For a market that amounted to only $113 million last year, e-books sure are attracting a lot of interest these days. Case in point: the DVD Forum Steering Committee, which administers the technical spec for the video disc format, recently considered a proposal to create a new specification for e-books based on the DVD format. The idea, I guess, was to use DVDs to store and distribute e-books, which seems a rather inelegant solution for a business already dominated by purely electronic delivery of content via high-speed wireless networks.
Apparently, some members of DVD Forum thought so, too, because the Steering Committee ultimately rejected the proposal, according to the minutes from its last meeting.
Still, barely a week goes by, it seems, without word of a new e-book reader, either announced or rumored. This week’s haul includes reports of a double-truck reader from Asus, and the leak of an internal Time Inc. document indicating the publisher is at least considering introducing its own electronic reader, reversing its earlier position that it would stick to publishing content.
The proposed settlement in the Google Book Search case, meanwhile, has engaged the attention of technology giants like Microsoft and Yahoo, all three branches of the U.S. government, two foreign governments and the administrative arm of the European Union.

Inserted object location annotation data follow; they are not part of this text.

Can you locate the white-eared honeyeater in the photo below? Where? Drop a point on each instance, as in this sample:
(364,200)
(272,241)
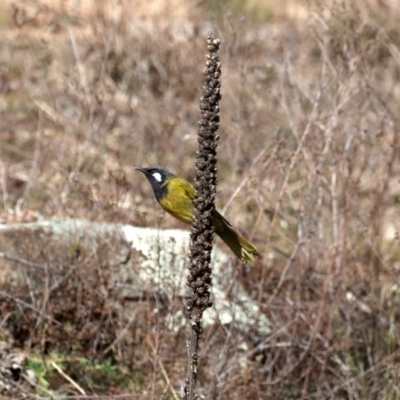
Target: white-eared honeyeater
(176,196)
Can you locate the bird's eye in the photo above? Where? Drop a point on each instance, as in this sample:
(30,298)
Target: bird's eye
(157,176)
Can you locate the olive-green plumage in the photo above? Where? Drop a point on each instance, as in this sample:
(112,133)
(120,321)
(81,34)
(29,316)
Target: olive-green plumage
(176,196)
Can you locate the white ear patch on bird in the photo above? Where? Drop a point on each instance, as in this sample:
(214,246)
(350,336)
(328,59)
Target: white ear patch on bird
(157,176)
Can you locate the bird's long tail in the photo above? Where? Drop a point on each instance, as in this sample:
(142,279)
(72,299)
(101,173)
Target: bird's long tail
(243,249)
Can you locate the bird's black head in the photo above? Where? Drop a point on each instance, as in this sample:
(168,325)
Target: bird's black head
(157,176)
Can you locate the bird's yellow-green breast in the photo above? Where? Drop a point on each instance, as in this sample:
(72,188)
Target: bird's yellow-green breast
(176,197)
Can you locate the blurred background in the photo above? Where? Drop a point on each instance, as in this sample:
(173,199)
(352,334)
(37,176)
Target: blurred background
(309,164)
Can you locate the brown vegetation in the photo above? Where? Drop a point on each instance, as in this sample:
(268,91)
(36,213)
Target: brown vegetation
(309,169)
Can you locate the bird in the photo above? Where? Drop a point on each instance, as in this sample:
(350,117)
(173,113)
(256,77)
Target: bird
(176,195)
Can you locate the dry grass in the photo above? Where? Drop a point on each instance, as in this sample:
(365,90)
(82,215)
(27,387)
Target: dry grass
(308,168)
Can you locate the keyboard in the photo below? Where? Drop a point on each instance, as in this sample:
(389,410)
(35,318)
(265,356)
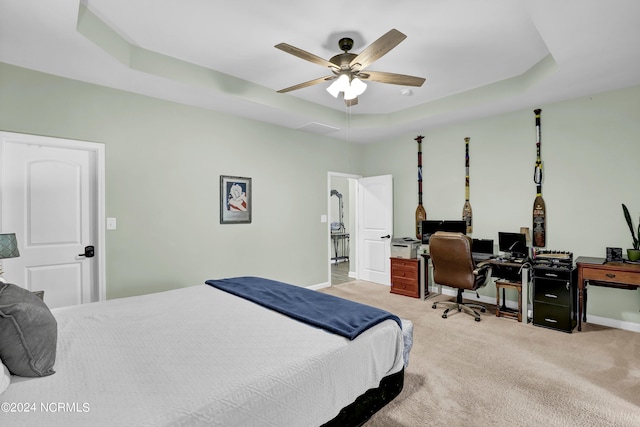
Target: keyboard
(481,256)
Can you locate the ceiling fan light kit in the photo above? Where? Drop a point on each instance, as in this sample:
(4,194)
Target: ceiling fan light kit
(347,67)
(350,87)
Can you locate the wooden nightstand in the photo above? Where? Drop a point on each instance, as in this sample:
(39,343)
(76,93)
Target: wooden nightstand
(405,276)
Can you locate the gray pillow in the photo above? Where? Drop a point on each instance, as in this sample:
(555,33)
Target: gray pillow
(28,333)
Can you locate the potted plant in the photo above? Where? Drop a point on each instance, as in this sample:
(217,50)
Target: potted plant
(632,254)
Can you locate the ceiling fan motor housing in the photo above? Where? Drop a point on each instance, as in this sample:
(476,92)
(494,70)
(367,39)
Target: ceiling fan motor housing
(345,44)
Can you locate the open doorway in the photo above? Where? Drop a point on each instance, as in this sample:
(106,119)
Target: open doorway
(342,227)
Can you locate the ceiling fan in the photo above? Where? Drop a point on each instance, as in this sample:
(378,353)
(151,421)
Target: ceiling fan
(347,68)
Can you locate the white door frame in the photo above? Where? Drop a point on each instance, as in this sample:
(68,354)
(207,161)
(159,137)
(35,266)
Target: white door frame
(98,149)
(352,234)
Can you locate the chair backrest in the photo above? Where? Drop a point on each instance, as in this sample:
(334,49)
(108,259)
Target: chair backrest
(452,260)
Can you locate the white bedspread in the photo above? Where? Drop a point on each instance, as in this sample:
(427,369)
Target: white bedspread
(198,356)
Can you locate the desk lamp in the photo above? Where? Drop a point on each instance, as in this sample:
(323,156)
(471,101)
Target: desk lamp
(8,248)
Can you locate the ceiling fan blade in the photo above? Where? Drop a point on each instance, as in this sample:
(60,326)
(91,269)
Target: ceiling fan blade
(351,102)
(392,78)
(307,84)
(304,55)
(377,49)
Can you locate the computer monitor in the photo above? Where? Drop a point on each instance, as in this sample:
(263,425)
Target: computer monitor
(431,226)
(513,243)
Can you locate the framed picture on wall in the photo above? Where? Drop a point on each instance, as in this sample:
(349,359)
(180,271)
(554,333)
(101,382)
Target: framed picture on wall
(235,200)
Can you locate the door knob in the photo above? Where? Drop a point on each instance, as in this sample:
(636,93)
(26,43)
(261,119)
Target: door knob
(89,252)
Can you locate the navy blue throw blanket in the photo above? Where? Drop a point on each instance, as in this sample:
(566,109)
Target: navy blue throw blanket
(340,316)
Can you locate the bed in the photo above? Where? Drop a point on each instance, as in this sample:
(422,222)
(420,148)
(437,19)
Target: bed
(204,356)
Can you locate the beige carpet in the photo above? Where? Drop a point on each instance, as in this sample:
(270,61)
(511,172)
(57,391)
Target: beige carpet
(498,372)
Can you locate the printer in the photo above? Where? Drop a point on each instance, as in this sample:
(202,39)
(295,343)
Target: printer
(404,247)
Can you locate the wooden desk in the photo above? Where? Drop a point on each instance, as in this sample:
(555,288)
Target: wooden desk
(598,272)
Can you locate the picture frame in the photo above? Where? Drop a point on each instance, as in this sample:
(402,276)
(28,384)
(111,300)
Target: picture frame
(235,200)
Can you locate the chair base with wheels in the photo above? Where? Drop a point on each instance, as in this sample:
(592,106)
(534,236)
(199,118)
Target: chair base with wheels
(460,306)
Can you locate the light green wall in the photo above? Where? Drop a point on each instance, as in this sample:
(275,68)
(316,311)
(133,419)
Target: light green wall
(163,163)
(590,151)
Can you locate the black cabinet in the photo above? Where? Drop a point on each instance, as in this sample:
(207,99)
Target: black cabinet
(555,298)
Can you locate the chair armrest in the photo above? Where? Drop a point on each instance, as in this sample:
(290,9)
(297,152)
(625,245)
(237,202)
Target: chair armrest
(482,267)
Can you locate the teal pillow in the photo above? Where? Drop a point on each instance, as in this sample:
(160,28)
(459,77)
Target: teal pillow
(28,333)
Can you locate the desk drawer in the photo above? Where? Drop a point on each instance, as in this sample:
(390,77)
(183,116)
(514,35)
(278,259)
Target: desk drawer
(554,317)
(552,291)
(611,276)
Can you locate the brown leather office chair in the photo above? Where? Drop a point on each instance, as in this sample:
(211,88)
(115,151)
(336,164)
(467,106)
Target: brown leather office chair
(453,266)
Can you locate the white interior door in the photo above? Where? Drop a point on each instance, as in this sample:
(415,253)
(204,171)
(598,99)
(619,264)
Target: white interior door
(50,200)
(375,228)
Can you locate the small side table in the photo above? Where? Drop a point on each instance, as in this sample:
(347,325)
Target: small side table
(504,311)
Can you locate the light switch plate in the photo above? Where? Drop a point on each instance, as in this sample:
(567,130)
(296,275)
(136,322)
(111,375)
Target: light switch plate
(111,223)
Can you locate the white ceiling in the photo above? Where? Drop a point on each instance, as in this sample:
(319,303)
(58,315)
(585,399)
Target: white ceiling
(479,57)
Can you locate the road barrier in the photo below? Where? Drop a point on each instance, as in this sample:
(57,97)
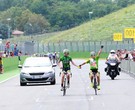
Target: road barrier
(128,66)
(31,47)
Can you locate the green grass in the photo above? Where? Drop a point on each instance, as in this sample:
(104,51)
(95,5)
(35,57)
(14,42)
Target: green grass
(10,67)
(98,29)
(84,55)
(11,63)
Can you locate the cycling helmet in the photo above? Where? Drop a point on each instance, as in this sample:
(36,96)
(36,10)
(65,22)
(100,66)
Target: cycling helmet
(112,51)
(66,51)
(92,53)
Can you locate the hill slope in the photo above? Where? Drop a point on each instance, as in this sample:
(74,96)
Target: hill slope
(98,29)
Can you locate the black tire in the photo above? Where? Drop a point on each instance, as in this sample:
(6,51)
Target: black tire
(64,88)
(23,84)
(54,82)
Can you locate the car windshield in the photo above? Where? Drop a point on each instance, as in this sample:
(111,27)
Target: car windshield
(37,63)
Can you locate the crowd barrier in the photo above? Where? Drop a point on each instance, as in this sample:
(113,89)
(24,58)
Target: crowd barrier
(128,66)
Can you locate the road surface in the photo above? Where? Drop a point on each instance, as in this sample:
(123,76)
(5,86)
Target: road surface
(118,94)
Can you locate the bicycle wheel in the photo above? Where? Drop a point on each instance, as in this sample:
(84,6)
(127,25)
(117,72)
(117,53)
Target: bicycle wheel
(64,87)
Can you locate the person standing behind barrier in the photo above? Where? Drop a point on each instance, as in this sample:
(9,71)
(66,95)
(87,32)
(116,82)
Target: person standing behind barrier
(19,57)
(57,57)
(1,65)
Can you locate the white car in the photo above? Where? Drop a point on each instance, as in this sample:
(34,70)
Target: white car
(37,70)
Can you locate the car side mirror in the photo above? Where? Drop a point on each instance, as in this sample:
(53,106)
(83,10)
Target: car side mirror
(19,66)
(54,65)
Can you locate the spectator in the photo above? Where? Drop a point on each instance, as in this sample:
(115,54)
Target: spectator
(19,57)
(1,65)
(133,54)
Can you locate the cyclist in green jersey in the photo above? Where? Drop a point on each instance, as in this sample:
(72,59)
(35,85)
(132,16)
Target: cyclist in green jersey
(93,61)
(64,64)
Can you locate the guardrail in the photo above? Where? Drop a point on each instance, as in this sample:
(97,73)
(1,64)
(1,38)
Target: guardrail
(128,66)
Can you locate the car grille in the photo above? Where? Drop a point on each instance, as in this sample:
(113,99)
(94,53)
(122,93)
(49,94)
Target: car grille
(36,73)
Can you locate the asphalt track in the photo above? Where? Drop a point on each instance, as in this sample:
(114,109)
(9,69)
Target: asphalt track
(118,94)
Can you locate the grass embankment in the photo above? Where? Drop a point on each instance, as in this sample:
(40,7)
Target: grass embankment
(11,64)
(99,29)
(10,67)
(84,55)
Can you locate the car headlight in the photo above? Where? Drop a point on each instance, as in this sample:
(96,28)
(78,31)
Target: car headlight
(24,73)
(50,72)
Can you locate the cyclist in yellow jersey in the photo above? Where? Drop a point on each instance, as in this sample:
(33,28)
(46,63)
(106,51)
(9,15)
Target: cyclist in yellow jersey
(93,61)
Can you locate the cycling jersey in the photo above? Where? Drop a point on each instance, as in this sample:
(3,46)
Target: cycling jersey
(66,62)
(93,63)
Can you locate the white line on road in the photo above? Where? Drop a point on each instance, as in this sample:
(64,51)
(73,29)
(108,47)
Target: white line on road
(8,79)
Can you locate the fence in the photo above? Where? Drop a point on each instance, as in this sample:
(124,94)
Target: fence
(128,66)
(35,47)
(88,46)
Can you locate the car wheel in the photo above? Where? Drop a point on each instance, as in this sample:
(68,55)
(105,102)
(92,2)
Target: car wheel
(22,84)
(54,82)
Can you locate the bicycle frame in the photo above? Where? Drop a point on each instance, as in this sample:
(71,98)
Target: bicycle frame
(65,83)
(95,82)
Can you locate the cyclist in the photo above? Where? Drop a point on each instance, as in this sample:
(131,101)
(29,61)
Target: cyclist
(93,61)
(113,57)
(1,65)
(65,66)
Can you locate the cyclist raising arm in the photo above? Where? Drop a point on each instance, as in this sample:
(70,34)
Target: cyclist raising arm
(65,66)
(93,61)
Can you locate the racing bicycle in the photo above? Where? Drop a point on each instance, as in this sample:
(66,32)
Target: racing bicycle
(65,86)
(95,84)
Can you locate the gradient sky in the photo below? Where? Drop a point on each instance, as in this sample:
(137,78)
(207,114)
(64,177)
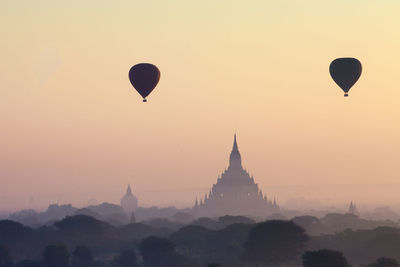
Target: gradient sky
(73,128)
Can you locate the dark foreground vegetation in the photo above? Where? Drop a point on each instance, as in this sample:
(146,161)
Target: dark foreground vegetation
(231,241)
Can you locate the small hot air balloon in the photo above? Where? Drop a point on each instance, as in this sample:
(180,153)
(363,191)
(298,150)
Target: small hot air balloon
(144,77)
(345,72)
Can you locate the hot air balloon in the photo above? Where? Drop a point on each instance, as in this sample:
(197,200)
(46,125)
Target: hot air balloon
(345,72)
(144,77)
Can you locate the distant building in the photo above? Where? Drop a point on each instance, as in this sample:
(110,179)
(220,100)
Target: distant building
(129,202)
(235,193)
(353,209)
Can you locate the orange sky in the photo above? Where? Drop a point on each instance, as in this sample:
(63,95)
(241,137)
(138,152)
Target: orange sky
(72,128)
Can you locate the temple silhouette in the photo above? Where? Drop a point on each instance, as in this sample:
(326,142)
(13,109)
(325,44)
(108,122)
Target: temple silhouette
(235,193)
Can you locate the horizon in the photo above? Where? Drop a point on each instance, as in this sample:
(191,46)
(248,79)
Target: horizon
(76,130)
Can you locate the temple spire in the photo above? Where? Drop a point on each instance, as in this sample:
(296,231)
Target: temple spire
(235,159)
(128,190)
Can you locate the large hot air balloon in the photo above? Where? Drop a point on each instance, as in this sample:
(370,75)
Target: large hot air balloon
(345,72)
(144,77)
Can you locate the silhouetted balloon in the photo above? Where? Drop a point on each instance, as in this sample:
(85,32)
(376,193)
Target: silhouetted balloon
(144,77)
(345,72)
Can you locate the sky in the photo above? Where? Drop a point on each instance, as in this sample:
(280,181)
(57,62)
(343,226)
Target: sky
(73,129)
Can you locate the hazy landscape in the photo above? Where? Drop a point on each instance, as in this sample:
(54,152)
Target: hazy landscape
(199,133)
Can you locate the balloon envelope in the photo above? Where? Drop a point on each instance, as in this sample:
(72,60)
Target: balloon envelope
(345,72)
(144,77)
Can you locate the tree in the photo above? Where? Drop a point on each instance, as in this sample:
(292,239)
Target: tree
(384,262)
(29,263)
(82,257)
(5,257)
(325,258)
(56,256)
(127,258)
(160,252)
(274,242)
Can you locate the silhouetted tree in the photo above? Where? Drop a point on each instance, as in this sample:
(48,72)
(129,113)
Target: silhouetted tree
(274,242)
(384,262)
(160,252)
(29,263)
(56,256)
(325,258)
(5,257)
(127,258)
(82,257)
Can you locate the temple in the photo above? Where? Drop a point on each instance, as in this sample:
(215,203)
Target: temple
(235,193)
(129,202)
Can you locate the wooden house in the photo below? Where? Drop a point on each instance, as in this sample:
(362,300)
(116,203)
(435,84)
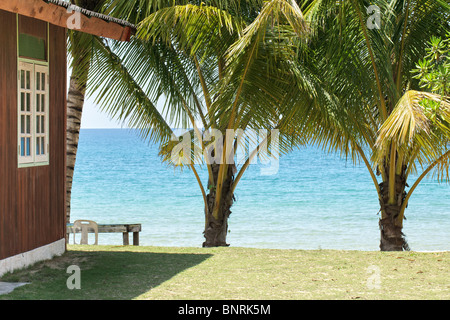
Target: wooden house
(33,89)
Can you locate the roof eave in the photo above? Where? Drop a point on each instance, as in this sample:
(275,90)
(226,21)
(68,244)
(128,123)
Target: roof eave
(69,17)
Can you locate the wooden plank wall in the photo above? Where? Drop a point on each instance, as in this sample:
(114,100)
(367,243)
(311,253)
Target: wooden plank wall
(32,200)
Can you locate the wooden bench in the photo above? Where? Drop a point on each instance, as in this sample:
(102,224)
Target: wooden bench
(125,229)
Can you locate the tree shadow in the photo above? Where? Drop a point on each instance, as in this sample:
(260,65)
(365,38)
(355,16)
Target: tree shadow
(104,275)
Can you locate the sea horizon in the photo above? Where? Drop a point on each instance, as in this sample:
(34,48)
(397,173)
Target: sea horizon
(315,200)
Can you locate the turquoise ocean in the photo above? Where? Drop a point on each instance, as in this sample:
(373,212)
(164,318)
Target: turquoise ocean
(314,201)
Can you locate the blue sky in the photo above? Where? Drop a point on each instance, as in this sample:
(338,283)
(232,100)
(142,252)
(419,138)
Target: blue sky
(93,118)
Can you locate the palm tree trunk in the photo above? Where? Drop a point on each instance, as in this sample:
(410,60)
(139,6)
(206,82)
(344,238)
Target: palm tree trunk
(216,229)
(392,237)
(75,102)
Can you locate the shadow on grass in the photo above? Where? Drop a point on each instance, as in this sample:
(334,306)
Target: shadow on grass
(104,275)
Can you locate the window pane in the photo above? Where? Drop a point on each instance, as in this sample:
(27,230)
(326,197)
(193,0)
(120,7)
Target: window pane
(28,146)
(28,79)
(22,101)
(22,124)
(22,146)
(22,79)
(28,102)
(38,81)
(38,102)
(43,145)
(38,149)
(28,124)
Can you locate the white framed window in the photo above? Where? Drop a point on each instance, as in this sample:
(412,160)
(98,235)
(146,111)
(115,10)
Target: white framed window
(33,110)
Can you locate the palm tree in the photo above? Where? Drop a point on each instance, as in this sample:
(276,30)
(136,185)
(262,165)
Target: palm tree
(81,48)
(372,106)
(184,55)
(76,95)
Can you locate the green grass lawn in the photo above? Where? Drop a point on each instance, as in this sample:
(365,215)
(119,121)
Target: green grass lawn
(129,272)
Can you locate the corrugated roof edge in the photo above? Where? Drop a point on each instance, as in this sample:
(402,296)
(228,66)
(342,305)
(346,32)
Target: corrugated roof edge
(89,13)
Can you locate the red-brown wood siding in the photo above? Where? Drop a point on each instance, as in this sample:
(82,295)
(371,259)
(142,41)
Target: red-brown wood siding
(32,199)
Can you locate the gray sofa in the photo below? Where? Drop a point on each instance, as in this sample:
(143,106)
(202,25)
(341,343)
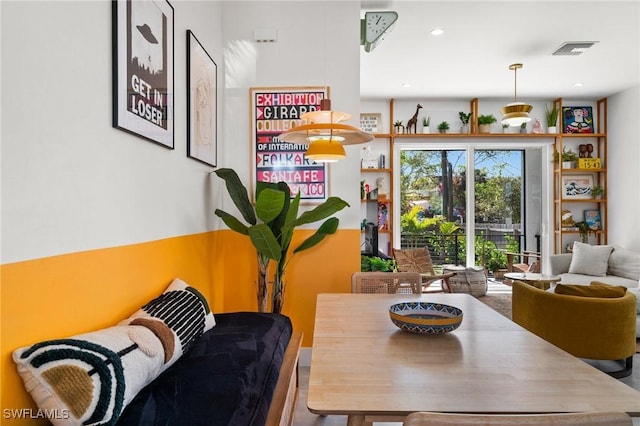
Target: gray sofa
(607,264)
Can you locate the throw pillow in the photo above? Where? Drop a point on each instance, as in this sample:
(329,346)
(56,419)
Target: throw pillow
(624,263)
(590,260)
(594,290)
(91,377)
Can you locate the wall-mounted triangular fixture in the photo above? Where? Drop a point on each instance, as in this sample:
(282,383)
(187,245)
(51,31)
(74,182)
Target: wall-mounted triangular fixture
(374,26)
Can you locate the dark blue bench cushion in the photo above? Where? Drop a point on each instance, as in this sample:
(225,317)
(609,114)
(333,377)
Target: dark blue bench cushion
(226,378)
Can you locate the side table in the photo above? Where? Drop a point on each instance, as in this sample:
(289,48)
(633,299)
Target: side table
(541,281)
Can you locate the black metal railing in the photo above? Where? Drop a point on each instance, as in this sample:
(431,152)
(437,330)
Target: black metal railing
(451,249)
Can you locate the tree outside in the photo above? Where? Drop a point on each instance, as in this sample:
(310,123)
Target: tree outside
(433,193)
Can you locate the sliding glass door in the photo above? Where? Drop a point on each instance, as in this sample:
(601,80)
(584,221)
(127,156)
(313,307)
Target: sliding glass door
(469,204)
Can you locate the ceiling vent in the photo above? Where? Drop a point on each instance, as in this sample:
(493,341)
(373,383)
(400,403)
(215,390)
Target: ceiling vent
(572,48)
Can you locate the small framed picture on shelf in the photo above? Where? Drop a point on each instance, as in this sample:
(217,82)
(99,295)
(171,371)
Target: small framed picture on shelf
(577,120)
(589,163)
(592,217)
(371,122)
(577,187)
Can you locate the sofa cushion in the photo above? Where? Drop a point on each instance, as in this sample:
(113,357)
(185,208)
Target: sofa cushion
(92,376)
(586,279)
(590,260)
(636,292)
(624,263)
(228,376)
(593,290)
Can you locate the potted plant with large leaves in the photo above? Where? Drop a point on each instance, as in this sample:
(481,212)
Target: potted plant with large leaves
(270,228)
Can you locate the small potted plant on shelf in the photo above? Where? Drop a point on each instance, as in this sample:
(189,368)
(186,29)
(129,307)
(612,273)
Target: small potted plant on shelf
(398,127)
(464,119)
(523,128)
(597,192)
(585,230)
(568,158)
(426,120)
(485,122)
(551,115)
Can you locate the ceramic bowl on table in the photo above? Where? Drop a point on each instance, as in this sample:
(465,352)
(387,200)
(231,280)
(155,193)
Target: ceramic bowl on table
(425,317)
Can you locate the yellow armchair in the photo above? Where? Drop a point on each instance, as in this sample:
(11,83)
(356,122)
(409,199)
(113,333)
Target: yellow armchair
(586,327)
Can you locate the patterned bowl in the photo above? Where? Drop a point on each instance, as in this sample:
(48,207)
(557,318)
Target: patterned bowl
(425,317)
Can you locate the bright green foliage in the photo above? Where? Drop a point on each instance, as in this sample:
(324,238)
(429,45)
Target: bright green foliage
(278,214)
(372,264)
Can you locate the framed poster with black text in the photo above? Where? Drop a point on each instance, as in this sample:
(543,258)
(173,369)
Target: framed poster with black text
(201,103)
(143,82)
(275,110)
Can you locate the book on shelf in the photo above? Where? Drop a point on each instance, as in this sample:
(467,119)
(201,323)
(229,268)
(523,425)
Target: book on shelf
(592,217)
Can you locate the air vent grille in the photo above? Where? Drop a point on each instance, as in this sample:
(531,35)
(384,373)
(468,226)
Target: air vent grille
(572,48)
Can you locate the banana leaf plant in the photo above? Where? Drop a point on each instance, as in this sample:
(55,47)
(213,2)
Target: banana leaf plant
(270,228)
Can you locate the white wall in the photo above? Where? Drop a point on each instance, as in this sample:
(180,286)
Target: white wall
(304,55)
(71,182)
(624,169)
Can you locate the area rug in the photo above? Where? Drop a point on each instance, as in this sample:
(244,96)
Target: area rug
(500,302)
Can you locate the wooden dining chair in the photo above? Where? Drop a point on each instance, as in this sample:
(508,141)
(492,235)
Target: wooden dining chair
(386,282)
(600,418)
(419,260)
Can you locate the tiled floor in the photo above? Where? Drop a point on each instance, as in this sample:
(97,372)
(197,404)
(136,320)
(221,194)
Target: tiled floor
(304,418)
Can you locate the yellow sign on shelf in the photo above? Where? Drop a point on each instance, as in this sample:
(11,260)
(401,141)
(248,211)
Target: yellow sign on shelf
(589,163)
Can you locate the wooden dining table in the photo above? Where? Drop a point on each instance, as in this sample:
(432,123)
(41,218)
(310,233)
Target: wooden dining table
(364,367)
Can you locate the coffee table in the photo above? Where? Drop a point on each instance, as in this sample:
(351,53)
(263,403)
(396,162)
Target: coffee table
(541,281)
(364,367)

Pretty impressive for a business based on an immature technology, uncertain economics and unproven consumer demand.
It is entirely possible that the DVD Forum is considering/has considered the entire DVD/HD DVD format to be electronically delivered, not just e-books.
Electronic delivery needs standard formats. E-books are just another extension of the format, like audio and video.
In which case, the title “DVD” loses it’s “disc” connotation. It would be a file format, existing on HDDs, SD Cards, on recordable discs, inside media players, and streaming over the internet.
Check the AACS Prepared Video spec; it describes AACS network download content for video.